Identify assets & baseline (Step 2)

Vulnerability scanning (Step 5)

Risk assessment/prioritization (Step 6)

Remediation (Step 1)

Verification (Step 3)

Continuous monitoring (Step 4)

So the correct lifecycle flow is:

2 → 5 → 6 → 1 → 3 → 4

This ensures vulnerabilities are identified, assessed, remediated, validated, and monitored on an ongoing basis.

Well-known and widely used password-cracking tools include:

A. L0phtcrack – Windows password auditing tool that can crack LM and NTLM hashes.

E. John the Ripper – Versatile password cracker that supports many hash types on Unix, Windows, etc.

Incorrect Options:

B. NetCat – A network tool used for port scanning and data transfer.

C. “Jack the Ripper” is likely a mistaken reference to John the Ripper.

D. Netbus – A remote access Trojan, not a password cracker.

From CEH v13 Courseware:

Module 6: Password Cracking Tools

document.write(); (Cookie and session ID theft)

https://www.softwaretestinghelp.com/cross-site-scripting-xss-attack-test/

As seen in the indicated question, cookies are escaped and sent to script to variable ‘cookie’. If the malicious user would inject this script into the website’s code, then it will be executed in the user’s browser and cookies will be sent to the malicious user.

An evil twin may be a fraudulent Wi-Fi access point that appears to be legitimate but is about up to pay attention to wireless communications.[1] The evil twin is that the wireless LAN equivalent of the phishing scam.

This type of attack could also be wont to steal the passwords of unsuspecting users, either by monitoring their connections or by phishing, which involves fixing a fraudulent internet site and luring people there.

The attacker snoops on Internet traffic employing a bogus wireless access point. Unwitting web users could also be invited to log into the attacker’s server, prompting them to enter sensitive information like usernames and passwords. Often, users are unaware they need been duped until well after the incident has occurred.

When users log into unsecured (non-HTTPS) bank or e-mail accounts, the attacker intercepts the transaction, since it’s sent through their equipment. The attacker is additionally ready to hook up with other networks related to the users’ credentials.

Fake access points are found out by configuring a wireless card to act as an access point (known as HostAP). they’re hard to trace since they will be shut off instantly. The counterfeit access point could also be given an equivalent SSID and BSSID as a close-by Wi-Fi network. The evil twin are often configured to pass Internet traffic through to the legitimate access point while monitoring the victim’s connection, or it can simply say the system is temporarily unavailable after obtaining a username and password.

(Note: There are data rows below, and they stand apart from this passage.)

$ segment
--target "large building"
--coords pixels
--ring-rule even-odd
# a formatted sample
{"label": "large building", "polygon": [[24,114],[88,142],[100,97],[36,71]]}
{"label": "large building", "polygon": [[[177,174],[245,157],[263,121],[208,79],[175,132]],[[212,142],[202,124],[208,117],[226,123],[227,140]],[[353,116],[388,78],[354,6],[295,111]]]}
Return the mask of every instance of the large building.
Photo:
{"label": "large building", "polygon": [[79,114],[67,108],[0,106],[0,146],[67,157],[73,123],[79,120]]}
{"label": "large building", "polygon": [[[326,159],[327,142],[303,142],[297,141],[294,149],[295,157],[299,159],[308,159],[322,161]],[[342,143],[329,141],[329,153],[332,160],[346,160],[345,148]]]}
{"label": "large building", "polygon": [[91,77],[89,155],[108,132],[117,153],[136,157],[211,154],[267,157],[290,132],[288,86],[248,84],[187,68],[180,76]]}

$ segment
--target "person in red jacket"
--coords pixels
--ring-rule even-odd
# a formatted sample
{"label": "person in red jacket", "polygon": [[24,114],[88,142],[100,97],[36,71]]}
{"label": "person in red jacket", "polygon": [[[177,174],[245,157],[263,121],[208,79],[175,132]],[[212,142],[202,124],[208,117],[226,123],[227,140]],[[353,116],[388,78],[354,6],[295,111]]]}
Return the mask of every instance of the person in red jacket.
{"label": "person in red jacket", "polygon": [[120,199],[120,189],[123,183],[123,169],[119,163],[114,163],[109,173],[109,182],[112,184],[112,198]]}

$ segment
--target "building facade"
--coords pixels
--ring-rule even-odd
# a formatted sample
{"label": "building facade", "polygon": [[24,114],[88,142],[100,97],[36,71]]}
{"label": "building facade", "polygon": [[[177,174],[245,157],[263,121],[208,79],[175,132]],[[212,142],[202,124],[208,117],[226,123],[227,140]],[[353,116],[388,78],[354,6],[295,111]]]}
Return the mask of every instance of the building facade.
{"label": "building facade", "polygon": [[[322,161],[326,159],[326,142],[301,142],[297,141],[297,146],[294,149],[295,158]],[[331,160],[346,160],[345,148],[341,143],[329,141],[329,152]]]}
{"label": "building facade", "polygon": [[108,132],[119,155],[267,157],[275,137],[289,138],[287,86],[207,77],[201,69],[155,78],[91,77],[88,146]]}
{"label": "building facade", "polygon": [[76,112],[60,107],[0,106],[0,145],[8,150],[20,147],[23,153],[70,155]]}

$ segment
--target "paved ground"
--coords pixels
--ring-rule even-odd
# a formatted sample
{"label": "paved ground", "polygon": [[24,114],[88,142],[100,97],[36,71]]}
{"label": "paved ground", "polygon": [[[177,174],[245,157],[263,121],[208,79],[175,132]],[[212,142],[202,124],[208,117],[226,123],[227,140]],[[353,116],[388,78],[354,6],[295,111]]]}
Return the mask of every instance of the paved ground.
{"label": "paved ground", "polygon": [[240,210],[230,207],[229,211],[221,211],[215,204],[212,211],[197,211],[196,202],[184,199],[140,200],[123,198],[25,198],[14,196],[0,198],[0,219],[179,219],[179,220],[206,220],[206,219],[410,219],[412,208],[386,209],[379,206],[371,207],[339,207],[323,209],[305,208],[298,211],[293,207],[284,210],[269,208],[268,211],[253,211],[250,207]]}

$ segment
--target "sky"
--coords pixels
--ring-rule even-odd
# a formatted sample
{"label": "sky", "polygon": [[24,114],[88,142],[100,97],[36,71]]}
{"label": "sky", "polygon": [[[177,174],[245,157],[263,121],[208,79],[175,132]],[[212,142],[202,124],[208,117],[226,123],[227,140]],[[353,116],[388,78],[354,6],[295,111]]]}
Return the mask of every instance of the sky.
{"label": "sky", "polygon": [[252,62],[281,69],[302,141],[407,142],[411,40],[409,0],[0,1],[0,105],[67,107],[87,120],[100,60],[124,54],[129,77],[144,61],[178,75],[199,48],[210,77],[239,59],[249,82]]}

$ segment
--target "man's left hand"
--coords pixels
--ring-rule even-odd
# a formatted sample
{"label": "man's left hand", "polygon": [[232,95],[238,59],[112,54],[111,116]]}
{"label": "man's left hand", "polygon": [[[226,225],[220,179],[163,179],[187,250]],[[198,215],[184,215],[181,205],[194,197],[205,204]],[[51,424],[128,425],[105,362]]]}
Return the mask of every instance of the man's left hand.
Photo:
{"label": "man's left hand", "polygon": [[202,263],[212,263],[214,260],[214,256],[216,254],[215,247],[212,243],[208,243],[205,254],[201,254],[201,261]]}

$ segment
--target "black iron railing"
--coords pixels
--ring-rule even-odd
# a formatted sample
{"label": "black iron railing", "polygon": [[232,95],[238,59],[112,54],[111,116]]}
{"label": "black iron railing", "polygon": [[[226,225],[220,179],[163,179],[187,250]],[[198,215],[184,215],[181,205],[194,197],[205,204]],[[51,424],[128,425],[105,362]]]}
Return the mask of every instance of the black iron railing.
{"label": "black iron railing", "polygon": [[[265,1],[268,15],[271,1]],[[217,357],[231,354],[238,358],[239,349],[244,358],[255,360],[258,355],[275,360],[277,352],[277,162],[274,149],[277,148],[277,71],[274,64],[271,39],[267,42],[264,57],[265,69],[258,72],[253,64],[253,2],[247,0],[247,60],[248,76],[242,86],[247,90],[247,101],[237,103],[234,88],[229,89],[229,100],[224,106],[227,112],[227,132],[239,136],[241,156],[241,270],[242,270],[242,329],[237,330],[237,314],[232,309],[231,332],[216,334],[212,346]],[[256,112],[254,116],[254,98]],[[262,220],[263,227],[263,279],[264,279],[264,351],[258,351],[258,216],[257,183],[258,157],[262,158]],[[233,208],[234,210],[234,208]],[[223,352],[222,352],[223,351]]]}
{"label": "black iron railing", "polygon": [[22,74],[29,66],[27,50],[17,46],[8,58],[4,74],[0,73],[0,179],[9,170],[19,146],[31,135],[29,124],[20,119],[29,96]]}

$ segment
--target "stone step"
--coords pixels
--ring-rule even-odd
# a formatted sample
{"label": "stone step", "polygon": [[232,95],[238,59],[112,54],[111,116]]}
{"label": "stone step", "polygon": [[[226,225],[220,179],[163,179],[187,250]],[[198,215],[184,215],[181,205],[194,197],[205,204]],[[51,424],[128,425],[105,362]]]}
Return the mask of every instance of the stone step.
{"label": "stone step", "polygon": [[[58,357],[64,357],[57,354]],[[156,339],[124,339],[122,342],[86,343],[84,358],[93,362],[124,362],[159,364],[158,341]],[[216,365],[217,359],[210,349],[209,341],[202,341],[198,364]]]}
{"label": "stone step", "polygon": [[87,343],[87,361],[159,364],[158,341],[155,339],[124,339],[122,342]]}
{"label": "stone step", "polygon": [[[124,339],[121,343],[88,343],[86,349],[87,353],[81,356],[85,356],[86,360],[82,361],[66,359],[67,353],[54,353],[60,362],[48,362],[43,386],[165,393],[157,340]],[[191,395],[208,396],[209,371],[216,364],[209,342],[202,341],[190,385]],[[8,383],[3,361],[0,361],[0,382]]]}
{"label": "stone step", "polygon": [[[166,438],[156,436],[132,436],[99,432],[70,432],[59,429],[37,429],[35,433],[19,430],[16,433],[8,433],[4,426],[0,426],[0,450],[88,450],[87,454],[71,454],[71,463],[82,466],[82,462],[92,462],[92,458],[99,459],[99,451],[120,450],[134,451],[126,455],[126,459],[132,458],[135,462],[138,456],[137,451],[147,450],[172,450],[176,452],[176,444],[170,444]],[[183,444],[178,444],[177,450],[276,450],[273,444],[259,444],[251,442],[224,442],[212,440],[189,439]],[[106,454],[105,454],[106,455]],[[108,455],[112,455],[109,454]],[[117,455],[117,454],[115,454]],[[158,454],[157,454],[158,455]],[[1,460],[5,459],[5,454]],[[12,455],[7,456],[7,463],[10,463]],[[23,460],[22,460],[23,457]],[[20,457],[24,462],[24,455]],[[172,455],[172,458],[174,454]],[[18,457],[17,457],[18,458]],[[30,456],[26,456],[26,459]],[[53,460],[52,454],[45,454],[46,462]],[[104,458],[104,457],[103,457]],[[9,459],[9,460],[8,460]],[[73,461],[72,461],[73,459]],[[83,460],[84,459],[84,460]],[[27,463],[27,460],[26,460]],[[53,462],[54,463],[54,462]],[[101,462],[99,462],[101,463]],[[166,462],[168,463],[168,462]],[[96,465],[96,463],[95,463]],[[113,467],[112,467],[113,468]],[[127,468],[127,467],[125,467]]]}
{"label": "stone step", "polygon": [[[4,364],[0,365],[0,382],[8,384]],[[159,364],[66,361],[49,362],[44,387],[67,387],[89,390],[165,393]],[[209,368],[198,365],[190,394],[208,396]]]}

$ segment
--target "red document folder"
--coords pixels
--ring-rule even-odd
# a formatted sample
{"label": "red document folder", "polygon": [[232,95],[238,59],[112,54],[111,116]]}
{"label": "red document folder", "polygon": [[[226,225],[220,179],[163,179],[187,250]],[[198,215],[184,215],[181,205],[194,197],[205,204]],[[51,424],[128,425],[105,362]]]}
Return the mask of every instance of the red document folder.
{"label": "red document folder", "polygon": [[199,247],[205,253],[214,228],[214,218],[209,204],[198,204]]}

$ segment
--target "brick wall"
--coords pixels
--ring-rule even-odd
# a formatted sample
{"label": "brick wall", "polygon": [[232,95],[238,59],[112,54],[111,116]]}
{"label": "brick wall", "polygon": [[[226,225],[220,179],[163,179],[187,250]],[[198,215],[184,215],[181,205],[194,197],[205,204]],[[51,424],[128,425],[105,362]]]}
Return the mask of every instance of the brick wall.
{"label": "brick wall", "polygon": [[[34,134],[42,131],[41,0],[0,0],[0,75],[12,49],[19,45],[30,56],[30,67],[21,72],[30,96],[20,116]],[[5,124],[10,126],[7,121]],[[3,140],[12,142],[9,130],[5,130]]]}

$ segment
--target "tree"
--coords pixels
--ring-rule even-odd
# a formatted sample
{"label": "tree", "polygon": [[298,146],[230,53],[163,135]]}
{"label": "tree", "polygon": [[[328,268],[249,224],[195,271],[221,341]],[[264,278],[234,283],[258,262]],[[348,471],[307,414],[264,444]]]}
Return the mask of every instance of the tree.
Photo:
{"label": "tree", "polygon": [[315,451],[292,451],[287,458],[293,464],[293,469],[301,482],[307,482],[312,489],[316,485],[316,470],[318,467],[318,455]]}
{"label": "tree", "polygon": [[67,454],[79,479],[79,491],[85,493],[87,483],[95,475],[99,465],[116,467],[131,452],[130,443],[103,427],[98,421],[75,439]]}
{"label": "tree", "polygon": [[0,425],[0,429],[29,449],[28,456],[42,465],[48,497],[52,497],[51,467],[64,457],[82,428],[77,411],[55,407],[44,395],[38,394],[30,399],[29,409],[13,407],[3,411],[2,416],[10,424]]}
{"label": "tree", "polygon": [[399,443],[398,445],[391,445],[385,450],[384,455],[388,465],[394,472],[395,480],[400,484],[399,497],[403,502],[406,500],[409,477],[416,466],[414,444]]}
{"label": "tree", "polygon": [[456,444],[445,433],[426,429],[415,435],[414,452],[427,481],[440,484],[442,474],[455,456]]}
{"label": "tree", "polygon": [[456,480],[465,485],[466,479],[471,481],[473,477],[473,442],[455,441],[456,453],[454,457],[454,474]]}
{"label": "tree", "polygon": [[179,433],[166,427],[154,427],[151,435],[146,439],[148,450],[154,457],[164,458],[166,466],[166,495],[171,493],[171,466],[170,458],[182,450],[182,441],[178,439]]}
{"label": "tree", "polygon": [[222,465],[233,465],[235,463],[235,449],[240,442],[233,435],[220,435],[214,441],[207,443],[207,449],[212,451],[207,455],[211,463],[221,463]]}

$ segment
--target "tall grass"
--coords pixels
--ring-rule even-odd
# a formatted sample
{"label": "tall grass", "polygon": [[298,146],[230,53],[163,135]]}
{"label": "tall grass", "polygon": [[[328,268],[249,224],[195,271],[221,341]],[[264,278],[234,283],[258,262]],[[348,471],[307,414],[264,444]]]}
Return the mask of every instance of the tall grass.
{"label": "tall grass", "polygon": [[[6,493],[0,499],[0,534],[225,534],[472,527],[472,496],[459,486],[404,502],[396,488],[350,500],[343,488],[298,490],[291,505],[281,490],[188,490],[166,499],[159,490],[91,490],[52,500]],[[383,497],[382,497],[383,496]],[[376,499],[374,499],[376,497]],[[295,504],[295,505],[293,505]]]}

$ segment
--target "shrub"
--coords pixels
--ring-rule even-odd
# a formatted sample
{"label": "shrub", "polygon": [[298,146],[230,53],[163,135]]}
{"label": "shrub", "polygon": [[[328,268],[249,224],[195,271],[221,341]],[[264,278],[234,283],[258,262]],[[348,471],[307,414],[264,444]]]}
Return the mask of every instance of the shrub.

Firewalking is a technique used to determine what layer 4 protocols a firewall will allow by sending crafted packets with TTL values that expire at the firewall and analyzing ICMP Time Exceeded responses. This helps in determining what ports and services are allowed through a firewall.

???? Reference – CEH v13 Study Guide, Module 11: Evading IDS, Firewalls, and Honeypots

“Firewalking is a technique used to gather information about firewalls and their rule sets by sending packets with TTL values that expire at the firewall.”

❌ Incorrect options:

A. Session hijacking refers to taking over an active session.

C. MITM attacks involve intercepting communications between two parties.

D. Network sniffing involves capturing packets, not probing firewall rules.